Except someone went and invented the internet and someone else thought an online car boot sale would also be a good idea. In turn, I thought both of these were great ideas! I was now in my late-20s, I had a job, a house, a car, a family... but there was still something missing. Some might suggest it was the ability to grow up, but they are but soulless fools. "Subbuteo World Cup”...*click*

“Holy something or other! How much?”

After several near misses and a few ‘out of my price range’s, I finally snared one... £27 for a ‘paint slightly faded’ example. By slightly faded, they meant ‘virtually non-existent’, but I finally had one.

paint 'slightly faded'...

So did I feel complete? Was my search finally over? No, obviously not - as I said I was in my late-20s, I had a job, a house, a car and a family. Besides, the finish was poor and the base a bit wonky. I needed a better one!

I now have three. One was less than a tenner and was immaculate - until the postman squashed it through the letterbox and cracked the base!

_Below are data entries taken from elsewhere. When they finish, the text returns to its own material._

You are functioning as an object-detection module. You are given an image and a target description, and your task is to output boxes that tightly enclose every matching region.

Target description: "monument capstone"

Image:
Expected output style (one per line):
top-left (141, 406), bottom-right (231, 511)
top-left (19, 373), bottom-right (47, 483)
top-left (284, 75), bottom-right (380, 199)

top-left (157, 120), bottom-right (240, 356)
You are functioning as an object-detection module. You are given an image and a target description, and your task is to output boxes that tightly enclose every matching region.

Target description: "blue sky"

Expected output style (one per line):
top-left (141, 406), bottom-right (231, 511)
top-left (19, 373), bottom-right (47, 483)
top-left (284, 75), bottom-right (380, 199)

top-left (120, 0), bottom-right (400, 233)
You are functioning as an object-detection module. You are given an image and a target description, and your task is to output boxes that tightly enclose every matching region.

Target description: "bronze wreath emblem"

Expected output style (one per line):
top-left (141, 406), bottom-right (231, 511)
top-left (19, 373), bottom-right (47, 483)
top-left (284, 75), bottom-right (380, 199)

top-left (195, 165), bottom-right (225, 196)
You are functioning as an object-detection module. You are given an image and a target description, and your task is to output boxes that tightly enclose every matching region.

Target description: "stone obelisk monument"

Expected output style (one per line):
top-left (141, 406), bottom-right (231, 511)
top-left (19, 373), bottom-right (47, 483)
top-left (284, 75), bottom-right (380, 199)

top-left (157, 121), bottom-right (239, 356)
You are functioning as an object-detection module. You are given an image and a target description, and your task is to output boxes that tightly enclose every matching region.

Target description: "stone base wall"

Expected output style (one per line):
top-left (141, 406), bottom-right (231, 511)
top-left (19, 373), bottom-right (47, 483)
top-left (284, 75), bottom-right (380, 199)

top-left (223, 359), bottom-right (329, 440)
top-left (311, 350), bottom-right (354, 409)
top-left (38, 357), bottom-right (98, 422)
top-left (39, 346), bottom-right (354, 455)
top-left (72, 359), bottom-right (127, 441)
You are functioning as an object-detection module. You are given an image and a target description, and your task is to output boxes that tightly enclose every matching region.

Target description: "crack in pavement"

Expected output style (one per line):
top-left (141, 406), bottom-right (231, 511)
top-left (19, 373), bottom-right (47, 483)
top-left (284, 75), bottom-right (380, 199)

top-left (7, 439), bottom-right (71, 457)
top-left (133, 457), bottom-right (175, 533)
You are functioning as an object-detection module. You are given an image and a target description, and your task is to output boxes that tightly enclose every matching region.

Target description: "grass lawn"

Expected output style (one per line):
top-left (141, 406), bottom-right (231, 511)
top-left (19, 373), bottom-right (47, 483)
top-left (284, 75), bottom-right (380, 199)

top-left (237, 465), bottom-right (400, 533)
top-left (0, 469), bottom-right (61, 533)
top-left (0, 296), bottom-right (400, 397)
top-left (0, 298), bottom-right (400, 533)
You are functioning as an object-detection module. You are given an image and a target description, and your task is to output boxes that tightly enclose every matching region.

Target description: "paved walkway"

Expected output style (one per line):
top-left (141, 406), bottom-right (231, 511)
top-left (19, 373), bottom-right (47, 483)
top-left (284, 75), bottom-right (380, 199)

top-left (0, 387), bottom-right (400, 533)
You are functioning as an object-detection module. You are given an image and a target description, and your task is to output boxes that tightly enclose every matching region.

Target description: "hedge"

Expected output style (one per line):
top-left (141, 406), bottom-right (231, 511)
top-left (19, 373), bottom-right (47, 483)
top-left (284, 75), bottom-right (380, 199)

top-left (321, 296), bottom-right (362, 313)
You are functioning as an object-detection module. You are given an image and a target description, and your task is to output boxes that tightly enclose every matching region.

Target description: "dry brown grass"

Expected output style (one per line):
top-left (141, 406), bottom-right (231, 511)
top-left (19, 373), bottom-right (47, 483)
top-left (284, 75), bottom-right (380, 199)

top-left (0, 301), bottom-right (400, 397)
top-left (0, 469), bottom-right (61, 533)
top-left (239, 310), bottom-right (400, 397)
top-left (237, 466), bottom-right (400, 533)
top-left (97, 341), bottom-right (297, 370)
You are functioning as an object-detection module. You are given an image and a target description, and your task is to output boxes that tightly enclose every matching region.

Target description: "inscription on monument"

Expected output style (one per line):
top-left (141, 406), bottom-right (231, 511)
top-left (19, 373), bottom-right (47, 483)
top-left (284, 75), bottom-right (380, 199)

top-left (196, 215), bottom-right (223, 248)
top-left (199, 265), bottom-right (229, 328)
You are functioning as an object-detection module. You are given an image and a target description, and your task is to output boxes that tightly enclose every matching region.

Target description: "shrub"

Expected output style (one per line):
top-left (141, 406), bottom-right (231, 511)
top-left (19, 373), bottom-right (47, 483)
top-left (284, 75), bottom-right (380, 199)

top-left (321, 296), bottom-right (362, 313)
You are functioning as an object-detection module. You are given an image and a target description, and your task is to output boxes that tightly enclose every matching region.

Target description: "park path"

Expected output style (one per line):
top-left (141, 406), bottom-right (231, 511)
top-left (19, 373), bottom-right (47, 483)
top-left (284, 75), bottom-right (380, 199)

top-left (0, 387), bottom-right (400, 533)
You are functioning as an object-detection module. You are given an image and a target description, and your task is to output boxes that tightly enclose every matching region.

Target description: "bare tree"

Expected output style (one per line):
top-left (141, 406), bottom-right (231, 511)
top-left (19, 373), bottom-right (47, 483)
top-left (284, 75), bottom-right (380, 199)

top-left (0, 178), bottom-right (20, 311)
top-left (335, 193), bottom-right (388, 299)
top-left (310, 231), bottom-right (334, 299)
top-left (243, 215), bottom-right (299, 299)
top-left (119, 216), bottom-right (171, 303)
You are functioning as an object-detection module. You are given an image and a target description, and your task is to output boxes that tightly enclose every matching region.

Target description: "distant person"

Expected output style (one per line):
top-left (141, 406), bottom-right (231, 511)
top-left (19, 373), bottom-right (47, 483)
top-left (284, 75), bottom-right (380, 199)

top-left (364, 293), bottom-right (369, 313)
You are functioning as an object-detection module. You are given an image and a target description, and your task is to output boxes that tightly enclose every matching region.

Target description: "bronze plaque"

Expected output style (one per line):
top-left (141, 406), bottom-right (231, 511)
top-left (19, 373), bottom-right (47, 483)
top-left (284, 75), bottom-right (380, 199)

My last was more costly, but came in the original box, so, between the three of them, I now have an immaculate boxed trophy with a perfectly intact base and a wife who just doesn’t even bother trying to understand certain aspects of me anymore.

The Threesome

1 comment:

  1. I still have my FA Cup and European Cups.

    I also created my own trophy, the base of the FA Cup, the European Cup, with the lid of the FA Cup.


    I called it the European Cup Cup Winners Cup, from the late 70's to the early 80's it was essentially Liverpool v Forest or Villa.